Taking all this in, Katy was at first amazed that she didn't see it from the beginning. But then, she'd been too busy handling Gabe's problems and the investigation, and Raul… that was why… and every time she thought she saw something in his eyes that matched hers… she'd been right the first time, she just didn't want to think she was falling for a married man. But the attraction between them
was
real.

She shook her head and laughed, startling him. "Aren't we a pair? You, a grieving widower, and me, limping down to Mexico where I can hide from the fact that my fiancé dumped me and my job with the San Francisco police department may just be in the toilet."

"He dumped you? You are no longer engaged to be married? I read the San Francisco newspaper notice of your engagement. You were to be married in a month."

"I was actually relieved. But Raul, where do you think this could go, this attraction for each other? Certainly nowhere else but this room, and your wife and children live here still, and certainly as long as you have that parrot. And if that isn't enough, you're hoping to catch the men who killed your family. What do you want from me, Raul?"

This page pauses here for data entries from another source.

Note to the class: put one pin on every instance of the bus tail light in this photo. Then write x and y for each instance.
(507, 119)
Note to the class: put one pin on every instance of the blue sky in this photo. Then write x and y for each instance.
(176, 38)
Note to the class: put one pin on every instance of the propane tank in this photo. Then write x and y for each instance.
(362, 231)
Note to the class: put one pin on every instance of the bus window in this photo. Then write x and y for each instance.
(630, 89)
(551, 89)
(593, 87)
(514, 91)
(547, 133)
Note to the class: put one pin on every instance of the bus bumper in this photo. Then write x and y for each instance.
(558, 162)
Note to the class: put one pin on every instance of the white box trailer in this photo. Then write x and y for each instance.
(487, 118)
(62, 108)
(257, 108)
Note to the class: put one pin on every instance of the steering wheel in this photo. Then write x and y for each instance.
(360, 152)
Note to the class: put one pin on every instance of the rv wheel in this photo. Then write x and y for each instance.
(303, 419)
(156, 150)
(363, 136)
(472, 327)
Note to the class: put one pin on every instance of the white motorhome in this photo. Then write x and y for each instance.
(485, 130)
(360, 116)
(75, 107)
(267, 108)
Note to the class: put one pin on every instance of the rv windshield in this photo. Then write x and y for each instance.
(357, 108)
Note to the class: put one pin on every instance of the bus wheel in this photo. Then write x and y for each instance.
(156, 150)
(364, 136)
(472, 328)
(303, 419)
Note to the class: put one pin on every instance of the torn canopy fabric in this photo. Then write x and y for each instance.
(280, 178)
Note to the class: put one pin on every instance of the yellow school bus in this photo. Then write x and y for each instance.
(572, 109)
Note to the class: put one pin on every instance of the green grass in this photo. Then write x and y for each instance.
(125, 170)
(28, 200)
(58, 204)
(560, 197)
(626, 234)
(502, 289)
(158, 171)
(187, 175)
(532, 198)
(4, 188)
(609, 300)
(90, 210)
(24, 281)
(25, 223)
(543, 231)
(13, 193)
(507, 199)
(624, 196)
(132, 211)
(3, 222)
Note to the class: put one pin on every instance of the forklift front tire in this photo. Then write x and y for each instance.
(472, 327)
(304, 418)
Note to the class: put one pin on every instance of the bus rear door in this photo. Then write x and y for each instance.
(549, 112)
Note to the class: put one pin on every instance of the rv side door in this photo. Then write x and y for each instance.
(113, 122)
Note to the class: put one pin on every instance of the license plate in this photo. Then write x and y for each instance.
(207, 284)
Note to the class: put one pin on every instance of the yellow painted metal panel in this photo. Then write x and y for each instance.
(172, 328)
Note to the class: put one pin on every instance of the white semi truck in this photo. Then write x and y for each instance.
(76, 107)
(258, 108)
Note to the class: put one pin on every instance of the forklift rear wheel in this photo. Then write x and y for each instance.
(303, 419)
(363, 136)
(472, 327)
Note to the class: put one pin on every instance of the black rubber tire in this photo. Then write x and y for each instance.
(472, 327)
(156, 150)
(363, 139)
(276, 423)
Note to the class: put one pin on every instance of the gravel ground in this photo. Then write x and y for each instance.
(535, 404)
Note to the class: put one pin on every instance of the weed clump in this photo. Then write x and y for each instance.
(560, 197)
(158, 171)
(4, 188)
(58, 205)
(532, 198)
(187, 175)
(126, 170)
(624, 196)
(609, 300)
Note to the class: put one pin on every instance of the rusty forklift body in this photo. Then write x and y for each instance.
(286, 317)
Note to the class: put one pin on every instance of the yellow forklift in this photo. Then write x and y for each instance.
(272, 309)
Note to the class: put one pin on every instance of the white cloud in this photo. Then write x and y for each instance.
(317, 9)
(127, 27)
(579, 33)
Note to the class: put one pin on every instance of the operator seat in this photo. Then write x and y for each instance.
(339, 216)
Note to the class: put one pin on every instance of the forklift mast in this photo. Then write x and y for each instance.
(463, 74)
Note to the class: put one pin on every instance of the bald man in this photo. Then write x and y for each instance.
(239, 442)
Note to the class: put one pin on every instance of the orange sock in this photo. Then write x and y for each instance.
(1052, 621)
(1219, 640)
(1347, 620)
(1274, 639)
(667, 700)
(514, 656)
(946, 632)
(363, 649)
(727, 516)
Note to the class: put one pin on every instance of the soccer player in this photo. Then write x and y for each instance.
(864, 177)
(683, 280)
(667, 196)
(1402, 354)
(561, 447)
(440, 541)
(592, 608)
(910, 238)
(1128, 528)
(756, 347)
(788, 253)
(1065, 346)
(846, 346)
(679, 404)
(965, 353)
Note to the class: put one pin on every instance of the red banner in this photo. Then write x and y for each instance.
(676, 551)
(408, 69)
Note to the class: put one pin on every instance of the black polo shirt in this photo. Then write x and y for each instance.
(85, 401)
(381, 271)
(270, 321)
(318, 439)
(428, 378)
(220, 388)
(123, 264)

He looked from her eyes to her mouth and back again, memorizing her face for when she was gone again. "Is it not enough that I fight with myself to keep from coming to you at all hours because I can't bear to stay away? So, I'll tell you what I want," he said, moving closer to her. "I want to be with you, for as long as you want to be with me. For a day, or a lifetime.
 
What do we have to lose, Katrina Hunter?"

She opened her mouth to answer then closed it, and unable to speak she reached out and put a hand on his cheek. He covered her hand with his own, turned it palm up and ran a forefinger lightly along the crease next to her palm. "This is your lifeline,
cara
mia
, it is yours to do with as you please. No one but you can choose. So, choose, Katrina."